04 What’s your favorite quote?
“You are lost the instant you know what the result will be.”
— Juan Gris
Also, “If you love what you do, you will never fail.”
05 What do you see happening or hope will happen in the next five years?
Get tenure, discover new things, write lots of papers, travel more, hope to inspire many more minority students to apply to graduate school.
06 What are you reading now?
Unaccustomed Earth By Jhumpa Lahiri (author of The Namesake)
07 What music do you listen to?
Sigur Ros, The Album Leaf, Wyclef Jean, Radiohead, Moby, The Mission Soundtrack
08 What occupies your free time?
My food blog, foodskop.
09 Are you a cat-person or a dog-person?
Cat (Bonzai and Charlie)
10 What’s your guilty pleasure?
Cookbooks, sushi and Culver’s?

The academic world likes to talk about the conflict between the “two cultures” — the sciences and the humanities — but for Ahna Skop, there’s no real division. There’s only learning. She was raised in a family that explored all areas of knowledge — her father was Michael Skop, an artist and part-time medical illustrator who also taught college-level anatomy. He was a pupil of the Croatian artist Mestrovic, who was a pupil of Rodin.
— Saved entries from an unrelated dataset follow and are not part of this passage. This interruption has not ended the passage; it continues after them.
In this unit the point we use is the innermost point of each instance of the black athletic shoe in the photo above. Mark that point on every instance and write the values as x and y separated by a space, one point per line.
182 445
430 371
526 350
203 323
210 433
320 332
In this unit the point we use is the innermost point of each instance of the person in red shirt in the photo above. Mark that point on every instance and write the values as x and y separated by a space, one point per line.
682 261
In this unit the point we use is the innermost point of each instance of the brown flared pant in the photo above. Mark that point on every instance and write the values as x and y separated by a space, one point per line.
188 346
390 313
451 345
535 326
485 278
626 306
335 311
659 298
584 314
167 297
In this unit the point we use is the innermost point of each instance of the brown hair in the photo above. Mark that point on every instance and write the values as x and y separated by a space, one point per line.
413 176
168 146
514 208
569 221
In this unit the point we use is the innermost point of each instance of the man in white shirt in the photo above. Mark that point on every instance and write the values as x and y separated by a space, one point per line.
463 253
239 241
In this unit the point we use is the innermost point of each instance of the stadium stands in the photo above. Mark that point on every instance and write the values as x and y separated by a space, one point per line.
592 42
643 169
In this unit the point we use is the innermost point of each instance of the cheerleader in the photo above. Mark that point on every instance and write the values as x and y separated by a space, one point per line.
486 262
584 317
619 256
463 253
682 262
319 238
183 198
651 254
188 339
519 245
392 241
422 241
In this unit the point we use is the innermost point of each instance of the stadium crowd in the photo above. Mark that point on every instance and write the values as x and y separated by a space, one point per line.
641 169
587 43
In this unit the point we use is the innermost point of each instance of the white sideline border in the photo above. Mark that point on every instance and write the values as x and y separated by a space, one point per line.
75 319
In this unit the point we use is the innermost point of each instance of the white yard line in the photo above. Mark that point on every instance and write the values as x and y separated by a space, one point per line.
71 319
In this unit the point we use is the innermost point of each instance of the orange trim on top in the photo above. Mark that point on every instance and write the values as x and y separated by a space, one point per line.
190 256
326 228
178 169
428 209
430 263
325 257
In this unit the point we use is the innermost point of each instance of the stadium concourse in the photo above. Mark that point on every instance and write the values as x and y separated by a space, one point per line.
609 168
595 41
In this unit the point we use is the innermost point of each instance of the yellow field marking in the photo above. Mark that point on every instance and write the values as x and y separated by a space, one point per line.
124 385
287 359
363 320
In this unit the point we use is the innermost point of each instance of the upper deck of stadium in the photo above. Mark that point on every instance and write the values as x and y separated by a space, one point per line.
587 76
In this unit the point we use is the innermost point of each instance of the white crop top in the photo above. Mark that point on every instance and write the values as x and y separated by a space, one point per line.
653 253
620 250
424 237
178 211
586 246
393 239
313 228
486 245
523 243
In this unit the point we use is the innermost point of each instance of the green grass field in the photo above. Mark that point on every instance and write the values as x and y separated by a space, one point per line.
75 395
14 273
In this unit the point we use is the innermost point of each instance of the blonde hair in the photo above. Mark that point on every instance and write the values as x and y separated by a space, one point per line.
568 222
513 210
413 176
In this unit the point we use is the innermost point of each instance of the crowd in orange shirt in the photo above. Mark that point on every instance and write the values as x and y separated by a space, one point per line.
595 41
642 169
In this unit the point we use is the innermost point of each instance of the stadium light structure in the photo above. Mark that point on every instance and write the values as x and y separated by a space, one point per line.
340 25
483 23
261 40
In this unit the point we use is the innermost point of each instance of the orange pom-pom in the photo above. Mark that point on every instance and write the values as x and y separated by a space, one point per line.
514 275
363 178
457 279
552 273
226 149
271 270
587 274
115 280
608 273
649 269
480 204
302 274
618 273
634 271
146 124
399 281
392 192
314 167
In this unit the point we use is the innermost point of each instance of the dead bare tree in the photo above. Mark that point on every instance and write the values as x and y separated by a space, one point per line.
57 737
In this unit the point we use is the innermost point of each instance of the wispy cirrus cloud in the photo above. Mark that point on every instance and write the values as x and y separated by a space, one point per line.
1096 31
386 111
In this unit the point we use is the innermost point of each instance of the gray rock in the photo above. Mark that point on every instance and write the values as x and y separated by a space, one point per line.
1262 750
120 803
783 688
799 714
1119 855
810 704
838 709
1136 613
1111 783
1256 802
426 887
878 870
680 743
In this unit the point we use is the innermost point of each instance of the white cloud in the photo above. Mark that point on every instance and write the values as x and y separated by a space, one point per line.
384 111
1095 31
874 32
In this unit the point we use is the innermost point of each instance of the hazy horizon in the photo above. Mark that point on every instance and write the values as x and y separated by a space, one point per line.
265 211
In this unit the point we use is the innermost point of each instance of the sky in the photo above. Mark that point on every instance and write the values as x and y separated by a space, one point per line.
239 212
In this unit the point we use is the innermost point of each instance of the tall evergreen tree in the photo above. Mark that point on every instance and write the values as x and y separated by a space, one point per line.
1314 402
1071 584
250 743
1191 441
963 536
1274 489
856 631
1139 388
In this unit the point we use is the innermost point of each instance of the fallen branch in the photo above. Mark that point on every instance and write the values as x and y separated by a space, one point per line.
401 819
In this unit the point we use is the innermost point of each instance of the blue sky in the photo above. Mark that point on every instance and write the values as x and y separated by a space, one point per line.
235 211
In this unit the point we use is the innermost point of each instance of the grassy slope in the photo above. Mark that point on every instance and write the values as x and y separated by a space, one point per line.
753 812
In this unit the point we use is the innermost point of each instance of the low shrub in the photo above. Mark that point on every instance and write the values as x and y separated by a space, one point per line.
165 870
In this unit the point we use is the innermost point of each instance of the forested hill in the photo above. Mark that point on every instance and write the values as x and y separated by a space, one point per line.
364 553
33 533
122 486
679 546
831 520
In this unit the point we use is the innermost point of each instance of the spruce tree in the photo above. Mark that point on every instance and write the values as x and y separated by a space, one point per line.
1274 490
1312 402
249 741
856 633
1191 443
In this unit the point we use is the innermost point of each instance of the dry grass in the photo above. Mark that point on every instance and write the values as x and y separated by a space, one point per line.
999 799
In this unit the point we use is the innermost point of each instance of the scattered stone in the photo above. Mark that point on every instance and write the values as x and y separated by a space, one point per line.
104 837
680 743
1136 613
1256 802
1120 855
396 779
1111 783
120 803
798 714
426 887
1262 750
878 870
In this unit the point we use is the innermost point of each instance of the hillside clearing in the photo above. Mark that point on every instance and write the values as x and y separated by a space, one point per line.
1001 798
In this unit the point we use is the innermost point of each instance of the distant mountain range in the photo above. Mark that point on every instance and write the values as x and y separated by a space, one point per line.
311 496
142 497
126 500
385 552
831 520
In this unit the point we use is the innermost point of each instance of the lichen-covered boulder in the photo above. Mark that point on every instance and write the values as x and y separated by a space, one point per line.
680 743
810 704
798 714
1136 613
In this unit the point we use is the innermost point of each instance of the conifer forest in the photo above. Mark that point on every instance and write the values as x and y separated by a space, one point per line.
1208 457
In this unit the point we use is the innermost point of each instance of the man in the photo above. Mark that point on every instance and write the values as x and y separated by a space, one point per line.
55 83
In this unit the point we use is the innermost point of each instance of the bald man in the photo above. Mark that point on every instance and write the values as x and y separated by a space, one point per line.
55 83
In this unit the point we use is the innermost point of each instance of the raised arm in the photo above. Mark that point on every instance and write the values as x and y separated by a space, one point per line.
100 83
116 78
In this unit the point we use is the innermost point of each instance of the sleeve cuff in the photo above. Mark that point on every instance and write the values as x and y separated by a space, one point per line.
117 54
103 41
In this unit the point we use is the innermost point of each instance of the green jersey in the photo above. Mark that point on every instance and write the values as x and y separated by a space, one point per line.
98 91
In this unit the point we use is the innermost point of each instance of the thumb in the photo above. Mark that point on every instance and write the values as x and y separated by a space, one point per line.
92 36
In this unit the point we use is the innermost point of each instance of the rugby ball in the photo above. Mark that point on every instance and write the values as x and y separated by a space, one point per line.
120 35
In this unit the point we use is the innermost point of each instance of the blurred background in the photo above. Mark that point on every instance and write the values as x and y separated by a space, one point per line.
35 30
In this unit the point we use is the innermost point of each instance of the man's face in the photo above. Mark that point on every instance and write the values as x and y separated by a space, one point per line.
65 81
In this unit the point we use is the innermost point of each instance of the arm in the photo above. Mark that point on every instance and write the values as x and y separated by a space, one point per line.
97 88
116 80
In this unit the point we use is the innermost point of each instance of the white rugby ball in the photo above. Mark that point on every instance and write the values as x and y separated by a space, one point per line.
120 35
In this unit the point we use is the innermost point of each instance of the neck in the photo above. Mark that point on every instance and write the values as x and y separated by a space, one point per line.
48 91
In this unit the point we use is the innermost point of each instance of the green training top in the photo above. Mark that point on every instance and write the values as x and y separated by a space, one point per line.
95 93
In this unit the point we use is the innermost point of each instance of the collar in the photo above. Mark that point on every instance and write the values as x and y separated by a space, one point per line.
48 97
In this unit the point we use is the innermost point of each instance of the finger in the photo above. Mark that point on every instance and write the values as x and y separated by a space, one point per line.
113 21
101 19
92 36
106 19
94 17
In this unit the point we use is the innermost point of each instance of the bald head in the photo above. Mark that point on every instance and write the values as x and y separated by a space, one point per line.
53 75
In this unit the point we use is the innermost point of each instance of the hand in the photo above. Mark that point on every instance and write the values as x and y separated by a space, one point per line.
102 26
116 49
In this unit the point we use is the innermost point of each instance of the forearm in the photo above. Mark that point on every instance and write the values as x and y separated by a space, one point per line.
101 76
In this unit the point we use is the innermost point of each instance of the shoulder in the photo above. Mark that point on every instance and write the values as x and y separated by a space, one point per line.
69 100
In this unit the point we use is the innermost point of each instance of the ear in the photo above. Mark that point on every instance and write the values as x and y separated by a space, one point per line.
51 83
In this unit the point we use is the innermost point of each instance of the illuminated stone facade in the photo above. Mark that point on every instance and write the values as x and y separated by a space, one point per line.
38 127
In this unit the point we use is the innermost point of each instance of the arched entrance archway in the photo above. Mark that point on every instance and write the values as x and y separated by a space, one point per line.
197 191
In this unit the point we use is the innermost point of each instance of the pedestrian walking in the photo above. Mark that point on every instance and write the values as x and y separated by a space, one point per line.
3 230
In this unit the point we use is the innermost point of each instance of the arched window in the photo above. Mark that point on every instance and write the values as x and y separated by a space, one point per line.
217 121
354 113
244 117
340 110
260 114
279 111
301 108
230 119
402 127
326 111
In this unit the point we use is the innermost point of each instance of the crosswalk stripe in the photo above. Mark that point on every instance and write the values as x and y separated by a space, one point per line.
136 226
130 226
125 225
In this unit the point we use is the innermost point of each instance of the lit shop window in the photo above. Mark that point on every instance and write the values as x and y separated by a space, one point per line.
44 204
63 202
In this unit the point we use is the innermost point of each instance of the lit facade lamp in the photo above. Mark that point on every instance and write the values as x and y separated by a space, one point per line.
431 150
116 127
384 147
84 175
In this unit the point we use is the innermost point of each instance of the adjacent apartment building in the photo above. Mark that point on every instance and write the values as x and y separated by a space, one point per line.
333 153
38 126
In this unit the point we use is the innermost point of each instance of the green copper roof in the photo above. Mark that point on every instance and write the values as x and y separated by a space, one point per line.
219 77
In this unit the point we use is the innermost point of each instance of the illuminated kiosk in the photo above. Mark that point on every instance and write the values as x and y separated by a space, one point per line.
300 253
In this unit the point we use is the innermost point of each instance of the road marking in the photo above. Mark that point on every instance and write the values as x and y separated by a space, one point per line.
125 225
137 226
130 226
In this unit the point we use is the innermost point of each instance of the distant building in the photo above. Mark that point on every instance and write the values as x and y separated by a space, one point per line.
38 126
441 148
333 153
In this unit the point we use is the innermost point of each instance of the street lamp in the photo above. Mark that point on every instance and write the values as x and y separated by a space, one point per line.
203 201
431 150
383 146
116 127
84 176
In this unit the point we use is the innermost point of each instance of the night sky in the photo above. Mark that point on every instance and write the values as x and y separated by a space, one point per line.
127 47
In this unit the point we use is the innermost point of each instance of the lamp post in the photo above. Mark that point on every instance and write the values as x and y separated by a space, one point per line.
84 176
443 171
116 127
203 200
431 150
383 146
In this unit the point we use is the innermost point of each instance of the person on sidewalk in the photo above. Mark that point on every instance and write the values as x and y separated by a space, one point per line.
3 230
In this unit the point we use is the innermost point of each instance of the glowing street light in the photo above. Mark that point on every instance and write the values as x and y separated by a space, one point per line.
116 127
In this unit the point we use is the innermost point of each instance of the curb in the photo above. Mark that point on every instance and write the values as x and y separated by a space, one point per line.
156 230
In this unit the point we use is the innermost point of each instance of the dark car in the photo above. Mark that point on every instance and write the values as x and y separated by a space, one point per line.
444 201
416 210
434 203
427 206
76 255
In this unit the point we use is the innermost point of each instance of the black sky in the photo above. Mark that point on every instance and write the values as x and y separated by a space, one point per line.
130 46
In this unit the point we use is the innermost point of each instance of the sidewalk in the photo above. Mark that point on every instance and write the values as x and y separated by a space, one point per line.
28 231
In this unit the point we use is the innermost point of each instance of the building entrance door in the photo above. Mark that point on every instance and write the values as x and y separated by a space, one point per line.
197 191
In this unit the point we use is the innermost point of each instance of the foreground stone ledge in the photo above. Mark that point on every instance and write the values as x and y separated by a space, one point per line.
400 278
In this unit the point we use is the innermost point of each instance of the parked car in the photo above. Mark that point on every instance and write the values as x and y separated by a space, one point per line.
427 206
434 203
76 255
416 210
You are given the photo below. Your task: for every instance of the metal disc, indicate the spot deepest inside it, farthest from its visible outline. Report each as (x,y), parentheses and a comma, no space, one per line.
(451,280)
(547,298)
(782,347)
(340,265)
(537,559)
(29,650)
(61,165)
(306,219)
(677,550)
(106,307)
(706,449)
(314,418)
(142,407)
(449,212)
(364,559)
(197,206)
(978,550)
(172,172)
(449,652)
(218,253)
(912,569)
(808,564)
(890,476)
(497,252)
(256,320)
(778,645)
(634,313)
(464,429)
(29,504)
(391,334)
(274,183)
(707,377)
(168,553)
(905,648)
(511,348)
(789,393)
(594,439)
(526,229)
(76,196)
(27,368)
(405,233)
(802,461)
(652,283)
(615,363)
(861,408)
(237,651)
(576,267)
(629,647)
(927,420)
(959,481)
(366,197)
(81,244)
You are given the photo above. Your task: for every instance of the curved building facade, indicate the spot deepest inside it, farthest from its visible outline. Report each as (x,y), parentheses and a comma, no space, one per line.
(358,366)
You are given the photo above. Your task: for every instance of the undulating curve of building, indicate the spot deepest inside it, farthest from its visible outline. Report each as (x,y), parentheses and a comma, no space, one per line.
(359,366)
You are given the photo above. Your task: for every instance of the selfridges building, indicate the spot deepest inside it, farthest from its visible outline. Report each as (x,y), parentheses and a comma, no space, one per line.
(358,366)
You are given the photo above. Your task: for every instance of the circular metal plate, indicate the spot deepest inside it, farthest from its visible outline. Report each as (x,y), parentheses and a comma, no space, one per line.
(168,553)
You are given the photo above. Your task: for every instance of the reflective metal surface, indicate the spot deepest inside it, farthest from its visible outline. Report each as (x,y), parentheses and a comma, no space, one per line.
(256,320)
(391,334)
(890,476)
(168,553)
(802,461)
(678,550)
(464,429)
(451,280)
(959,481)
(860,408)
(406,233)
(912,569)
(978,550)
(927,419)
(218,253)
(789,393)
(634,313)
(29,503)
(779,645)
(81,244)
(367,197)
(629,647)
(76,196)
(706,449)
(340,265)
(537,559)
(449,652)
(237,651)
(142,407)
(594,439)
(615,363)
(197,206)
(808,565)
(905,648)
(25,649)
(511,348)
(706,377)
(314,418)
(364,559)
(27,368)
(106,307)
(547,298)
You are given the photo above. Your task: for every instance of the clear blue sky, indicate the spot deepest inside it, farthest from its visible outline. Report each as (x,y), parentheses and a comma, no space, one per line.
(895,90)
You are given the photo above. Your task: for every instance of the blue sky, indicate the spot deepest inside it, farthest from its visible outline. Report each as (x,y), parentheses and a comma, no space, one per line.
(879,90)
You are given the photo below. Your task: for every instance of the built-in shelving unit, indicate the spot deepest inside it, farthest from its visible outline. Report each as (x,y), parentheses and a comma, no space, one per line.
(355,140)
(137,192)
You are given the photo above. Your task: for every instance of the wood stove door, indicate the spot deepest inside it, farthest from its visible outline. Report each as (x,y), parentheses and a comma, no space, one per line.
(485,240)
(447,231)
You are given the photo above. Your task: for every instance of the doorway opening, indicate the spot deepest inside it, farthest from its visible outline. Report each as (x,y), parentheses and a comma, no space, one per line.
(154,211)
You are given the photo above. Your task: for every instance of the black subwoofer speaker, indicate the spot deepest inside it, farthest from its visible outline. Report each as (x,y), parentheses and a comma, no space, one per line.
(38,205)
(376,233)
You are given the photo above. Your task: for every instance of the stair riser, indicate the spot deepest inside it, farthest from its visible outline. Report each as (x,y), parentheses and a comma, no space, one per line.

“My father was a sculptor, painter and welder, but he was also a medical illustrator,” she says. “If there was something he couldn’t do, he’d learn it. And my mother is an art teacher, but she also loved to dissect. She used to make jewelry from the designs she saw from cross-sections of fish she dissected. They are amazingly beautiful!”

As Ahna grew up, her parents encouraged her to pursue a fascination with science ad research. In her UW lab, she uses C. elegans nematode worms to study how early embryos develop right after fertilization.

But she never let go of other interests. At the UW, she helped organize an exhibit that graces the Genetics/Biotechnology addition, featuring art created from microscopic images. She also designs jewelry and has created numerous logos used internationally for meetings of scientists who study C. elegans nematode worms. When out of the lab, she focuses her attention on the kitchen. “Cooking is just another form of chemistry,” she says. She maintains a cooking blog — foodskop.wordpress.com — as well as one related to her jewelry: beadskop.com.

She owes her polymath fascination to her father, who passed away in June 2009 and whom she still describes as her hero and her inspiration. “Like Dad, I’m always looking to try something new,” she says. “Whenever I see something I haven’t done, I want to go out and try it.”